Sementara itu Penyidik Kejaksaan Negeri Cikarang Kabupaten Bekasi yang menangani kasus ini, FADHEL, SH, ketika di Konfirmasi di kantornya pada senin (10/06/2024), ia Membenarkan, bahwa Kasus Dugaan Korupsi sewa menyewa lahan TKD Desa Karangrahayu itu, Masih terus berjalan, dan tinggal meminta keterangan ahli untuk kelengkapan Berita Acara Pemeriksaan (BAP). Ketika di tanyakan saksi saksi yang sudah di periksa, FADHEL,SH membenarkan telah melakukan pemeriksaan sejumlah orang saksi termasuk Oknum Kades Karangrahayu itu, Jelasnya.

“Ya benar, kasus Dugaan Korupsi sewa menyewa lahan TKD Desa Karangrahayu itu masih terus berjalan, dan tinggal meminta keterangan Ahli”. Pungkas FADHEL SH.

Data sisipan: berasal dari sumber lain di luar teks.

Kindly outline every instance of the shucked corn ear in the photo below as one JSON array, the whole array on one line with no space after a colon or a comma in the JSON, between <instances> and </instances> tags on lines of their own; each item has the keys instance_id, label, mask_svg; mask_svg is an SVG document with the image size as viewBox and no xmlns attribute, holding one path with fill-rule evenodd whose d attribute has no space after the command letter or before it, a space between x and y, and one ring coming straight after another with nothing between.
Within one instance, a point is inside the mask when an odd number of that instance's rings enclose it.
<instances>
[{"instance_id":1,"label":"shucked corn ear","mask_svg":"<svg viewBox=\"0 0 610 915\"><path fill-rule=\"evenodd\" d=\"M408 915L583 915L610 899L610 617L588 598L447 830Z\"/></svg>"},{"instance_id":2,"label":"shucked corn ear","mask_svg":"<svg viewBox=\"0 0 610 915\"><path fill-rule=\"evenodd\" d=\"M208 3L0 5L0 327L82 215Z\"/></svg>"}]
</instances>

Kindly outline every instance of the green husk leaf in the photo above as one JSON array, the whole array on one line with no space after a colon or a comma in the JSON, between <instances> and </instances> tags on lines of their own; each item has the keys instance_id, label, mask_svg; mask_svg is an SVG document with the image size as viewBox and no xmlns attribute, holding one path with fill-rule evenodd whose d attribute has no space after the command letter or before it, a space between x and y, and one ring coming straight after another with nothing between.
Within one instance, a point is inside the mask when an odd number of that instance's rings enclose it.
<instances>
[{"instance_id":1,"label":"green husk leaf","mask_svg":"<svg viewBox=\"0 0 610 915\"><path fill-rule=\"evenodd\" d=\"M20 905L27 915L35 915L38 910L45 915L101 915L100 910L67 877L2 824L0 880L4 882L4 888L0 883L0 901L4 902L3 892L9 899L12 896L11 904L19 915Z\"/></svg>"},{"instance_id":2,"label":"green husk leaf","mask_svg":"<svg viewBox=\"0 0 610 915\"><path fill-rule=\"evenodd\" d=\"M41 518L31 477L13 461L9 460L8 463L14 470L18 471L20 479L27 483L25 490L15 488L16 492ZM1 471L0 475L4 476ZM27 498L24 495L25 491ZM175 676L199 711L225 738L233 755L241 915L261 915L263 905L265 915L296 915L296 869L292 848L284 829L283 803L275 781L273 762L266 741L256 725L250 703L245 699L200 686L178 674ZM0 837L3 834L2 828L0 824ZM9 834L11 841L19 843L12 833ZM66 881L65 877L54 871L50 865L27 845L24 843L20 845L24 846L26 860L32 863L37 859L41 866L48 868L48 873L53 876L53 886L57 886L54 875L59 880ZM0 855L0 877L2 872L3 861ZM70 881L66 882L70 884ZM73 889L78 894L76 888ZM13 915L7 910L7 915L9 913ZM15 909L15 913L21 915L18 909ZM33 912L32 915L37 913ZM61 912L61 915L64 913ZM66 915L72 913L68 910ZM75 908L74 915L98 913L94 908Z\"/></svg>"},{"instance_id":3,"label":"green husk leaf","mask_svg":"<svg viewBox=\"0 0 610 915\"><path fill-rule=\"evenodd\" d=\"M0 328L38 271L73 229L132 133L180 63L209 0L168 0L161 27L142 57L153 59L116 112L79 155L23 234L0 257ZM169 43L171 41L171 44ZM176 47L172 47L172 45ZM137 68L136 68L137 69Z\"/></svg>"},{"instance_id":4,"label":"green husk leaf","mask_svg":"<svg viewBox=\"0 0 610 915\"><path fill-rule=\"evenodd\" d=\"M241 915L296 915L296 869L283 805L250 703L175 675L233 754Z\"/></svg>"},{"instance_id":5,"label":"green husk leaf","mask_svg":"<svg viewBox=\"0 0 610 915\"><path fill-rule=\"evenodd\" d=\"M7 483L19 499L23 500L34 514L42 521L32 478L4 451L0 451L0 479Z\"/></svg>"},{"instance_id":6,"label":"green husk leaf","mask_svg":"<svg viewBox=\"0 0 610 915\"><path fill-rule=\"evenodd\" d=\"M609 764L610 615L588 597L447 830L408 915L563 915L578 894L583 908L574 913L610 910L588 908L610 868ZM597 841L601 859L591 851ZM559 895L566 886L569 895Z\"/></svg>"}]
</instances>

Sedangkan Oknum Kepala Desa Karangrahayu Kecamatan Karangbahagia Kabupaten Bekasi, INO HERAWATI Berulangkali di minta Tanggapan atau Konfirmasi untuk mengunakan hak Jawabnya melalui Pesan WhastApp (WA) terkait kasus Dugaan Korupsi sewa menyewa lahan TDK desanya itu, Oknum Kades INO HERAWATI itu Tidak pernah mau Menjawab alias Bungkam.

Di kirim Link berita Online, serta Koran berita terkait dirinya soal sewa menyewa lahan TKD Desanya itu, untuk di tanggapi guna menghornati hak Jawabnya, dia (Oknum Kades INO HERAWATI) juga tidak pernah Menjawab diam seribu bahasa.

Sementara itu SONI Ketua Umum (Ketum) Lembaga Swadaya Masyarakat (LSM) Kelompok Masyarakat Sadar Keterbukaan Informasi Publik dan Pelayanan Publik (POKMASKIP) sebagai Pelapor, SONI meminta Kejaksaan Negri (Kejari) Cikarang Kabupaten Bekasi, Segera Menuntaskan Kasus yang dia Laporkan itu, yakni kasus Dugaan Korupsi sewa menyewa lahan TKD Desa Karangrahayu Kecamatan Karangbahagia Kabupaten Bekasi itu karena kasus tersebut sudah agak lumayan lama. Sehingga di harapkan, kasus tersebut segera ada Kepastian Hukumnya. Kata SONI.

“Ya, tentu saya selaku pihak pelapor, karena kasus itu sudah cukup lumayan lama, Kejaksaan Negeri Cikarang harus segera Menuntaskanya. Sehingga kasus Dugaan Korupsi sewa menyewa lahan TKD Desa Karangrahayu itu ada Kepastian Hukumnya”. Pungkas SONI melalui Telpon selulernya kepada Wartawan.